In their preliminary review of the data, "we can’t tell any difference between African Americans with zero or one copy of the allele and Caucasians, but African Americans with two renal risk alleles have at least 10-fold increase in kidney failure," Dr. Friedman stated. "To our surprise, this really only applies to nondiabetic kidney disease. The alleles have essentially no effect that we can detect on diabetic renal disease."
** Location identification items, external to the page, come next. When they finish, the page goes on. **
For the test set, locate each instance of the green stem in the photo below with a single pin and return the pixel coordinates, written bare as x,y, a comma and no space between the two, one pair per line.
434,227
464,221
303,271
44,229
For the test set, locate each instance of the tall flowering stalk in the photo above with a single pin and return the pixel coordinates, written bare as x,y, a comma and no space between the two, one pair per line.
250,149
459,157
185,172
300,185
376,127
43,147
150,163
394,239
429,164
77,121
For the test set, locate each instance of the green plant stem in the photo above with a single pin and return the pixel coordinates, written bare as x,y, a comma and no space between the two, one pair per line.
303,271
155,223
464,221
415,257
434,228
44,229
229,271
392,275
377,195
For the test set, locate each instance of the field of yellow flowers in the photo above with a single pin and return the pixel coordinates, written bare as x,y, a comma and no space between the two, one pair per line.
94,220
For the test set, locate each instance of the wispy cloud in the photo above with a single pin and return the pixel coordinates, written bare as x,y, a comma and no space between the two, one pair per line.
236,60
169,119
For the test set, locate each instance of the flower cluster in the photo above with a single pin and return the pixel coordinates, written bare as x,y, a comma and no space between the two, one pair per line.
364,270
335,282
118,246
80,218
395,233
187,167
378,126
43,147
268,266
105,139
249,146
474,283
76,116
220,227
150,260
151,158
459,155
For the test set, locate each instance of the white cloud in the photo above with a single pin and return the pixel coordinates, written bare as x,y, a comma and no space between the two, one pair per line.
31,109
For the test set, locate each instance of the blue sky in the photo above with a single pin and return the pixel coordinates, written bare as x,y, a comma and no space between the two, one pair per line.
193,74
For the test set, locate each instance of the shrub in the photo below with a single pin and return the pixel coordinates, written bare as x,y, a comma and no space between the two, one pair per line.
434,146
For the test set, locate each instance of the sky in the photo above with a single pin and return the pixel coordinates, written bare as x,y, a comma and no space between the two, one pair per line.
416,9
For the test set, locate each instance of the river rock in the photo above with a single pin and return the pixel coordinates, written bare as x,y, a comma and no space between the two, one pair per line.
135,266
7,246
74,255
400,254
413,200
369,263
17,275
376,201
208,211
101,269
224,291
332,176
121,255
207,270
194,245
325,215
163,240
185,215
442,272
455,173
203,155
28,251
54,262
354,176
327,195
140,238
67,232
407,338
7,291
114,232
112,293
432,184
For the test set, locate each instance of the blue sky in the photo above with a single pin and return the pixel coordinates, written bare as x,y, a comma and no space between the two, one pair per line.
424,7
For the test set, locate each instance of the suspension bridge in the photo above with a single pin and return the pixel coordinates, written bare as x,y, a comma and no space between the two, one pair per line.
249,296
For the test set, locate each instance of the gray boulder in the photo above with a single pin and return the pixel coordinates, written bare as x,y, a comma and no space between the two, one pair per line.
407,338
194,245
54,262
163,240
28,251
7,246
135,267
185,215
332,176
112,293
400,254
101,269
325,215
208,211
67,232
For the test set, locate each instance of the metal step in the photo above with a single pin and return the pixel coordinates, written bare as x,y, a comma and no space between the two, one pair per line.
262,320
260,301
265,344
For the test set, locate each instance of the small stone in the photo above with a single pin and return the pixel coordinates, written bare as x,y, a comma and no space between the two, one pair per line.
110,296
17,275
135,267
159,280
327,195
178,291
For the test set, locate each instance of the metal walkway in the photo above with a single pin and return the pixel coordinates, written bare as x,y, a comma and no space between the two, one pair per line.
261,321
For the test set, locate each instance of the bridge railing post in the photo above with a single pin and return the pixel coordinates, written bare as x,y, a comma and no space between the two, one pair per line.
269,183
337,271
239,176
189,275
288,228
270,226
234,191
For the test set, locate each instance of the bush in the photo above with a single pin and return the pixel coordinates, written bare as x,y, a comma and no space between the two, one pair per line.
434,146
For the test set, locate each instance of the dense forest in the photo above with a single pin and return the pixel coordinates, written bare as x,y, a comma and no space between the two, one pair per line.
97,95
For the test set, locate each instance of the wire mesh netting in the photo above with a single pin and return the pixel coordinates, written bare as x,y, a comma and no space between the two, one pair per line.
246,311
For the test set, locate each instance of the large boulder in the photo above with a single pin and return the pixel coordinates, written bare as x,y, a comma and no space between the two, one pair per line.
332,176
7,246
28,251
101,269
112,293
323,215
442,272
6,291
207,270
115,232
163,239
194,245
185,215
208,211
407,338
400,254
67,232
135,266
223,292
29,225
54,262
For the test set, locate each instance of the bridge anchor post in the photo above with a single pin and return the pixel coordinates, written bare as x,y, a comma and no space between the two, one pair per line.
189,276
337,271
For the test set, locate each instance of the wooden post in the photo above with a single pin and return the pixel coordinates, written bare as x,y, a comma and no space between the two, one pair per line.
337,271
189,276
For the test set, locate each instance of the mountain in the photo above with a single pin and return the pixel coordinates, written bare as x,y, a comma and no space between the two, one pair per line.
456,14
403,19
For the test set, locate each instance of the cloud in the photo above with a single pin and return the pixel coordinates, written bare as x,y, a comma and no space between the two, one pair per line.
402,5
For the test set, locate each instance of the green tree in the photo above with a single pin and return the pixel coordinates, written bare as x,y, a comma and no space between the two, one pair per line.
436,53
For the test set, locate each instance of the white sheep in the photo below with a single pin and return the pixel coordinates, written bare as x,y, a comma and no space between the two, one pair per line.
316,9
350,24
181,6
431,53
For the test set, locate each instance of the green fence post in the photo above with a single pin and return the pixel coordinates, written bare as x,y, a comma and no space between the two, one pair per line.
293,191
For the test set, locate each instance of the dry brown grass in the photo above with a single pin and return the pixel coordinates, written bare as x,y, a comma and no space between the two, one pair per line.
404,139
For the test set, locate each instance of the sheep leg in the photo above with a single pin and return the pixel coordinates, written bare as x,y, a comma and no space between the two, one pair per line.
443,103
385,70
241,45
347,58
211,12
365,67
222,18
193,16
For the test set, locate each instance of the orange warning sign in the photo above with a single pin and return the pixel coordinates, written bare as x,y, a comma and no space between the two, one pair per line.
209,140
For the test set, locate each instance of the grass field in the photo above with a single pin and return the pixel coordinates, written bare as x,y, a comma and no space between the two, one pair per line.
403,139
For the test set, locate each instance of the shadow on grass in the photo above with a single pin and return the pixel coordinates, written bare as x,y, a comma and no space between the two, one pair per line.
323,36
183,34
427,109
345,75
This realization led the investigators to revisit the issue of natural selection. It turns out, according to Dr. Friedman, "APOL1 is the genetic source for the immunity factor that protected people from African sleeping sickness, a parasitic infection caused by Trypanosoma brucei gambiense." Similar to selection for the gene variants associated with sickle cell anemia, he explained, "inheriting one copy of the APOL1 gene risk variant provides protection from the parasite, while two copies seems to render individuals increases the risk of kidney disease up to 10-fold." Through natural selection, as more people survived African sleeping sickness, the percentage of the population with kidney disease risk variants increased, he said.

The investigators are currently studying the risk variants intensively to figure out how they work. "We think they may differentially regulate processes such as apoptosis and cell repair may function as a chloride channel in mammalian systems in the same way it doses in lysosomes and may affect biological function," Dr. Friedman hypothesized.

In addition to exploring the underlying mechanisms, the potential clinical value of the genetic discovery is also being considered. "This may help us improve risk stratification," Dr. Friedman said. "It’s one thing to say that African Americans have a fourfold increased risk of kidney disease. It’s better to find the tag SNP [single nucleotide polymorphism] that will tell if an individual might have an increased risk. If you can actually find the causal variant, then you can potentially predict with much higher success who is and is not at risk for kidney failure," he stated. "The problem is that it works pretty well in Western African populations, such as Nigerians, but not as well in East Africans, such as Ethiopians."

One of the main questions that Dr. Friedman and his colleagues currently are pursuing is whether hypertension causes kidney disease in these at-risk individuals or whether hypertension is the result of primary renal vascular disease.

"To us, the fact that the very same genetic variants cause hypertension-associated ESRD and FSGS, a primary renal microvascular disease, suggests that these may be the same disease process that we are either catching at different stages or that have different modifiers, and that hypertension in these patients may just be a symptom and not a cause of kidney failure," Dr. Friedman said. Additionally, the investigators are trying to determine why only some people with two risk alleles develop kidney disease and why APOL1 risk variants have little to no effect on diabetic nephropathy, which may offer some clues to how the molecules work, he said.

A cure for nondiabetic kidney disease, which accounts for more than $8.2 billion annually in dialysis coasts, may directly result from the APOL1 finding, Dr. Friedman said. "It’s that important."

Dr. Friedman reported no financial conflicts of interested related to his presentation.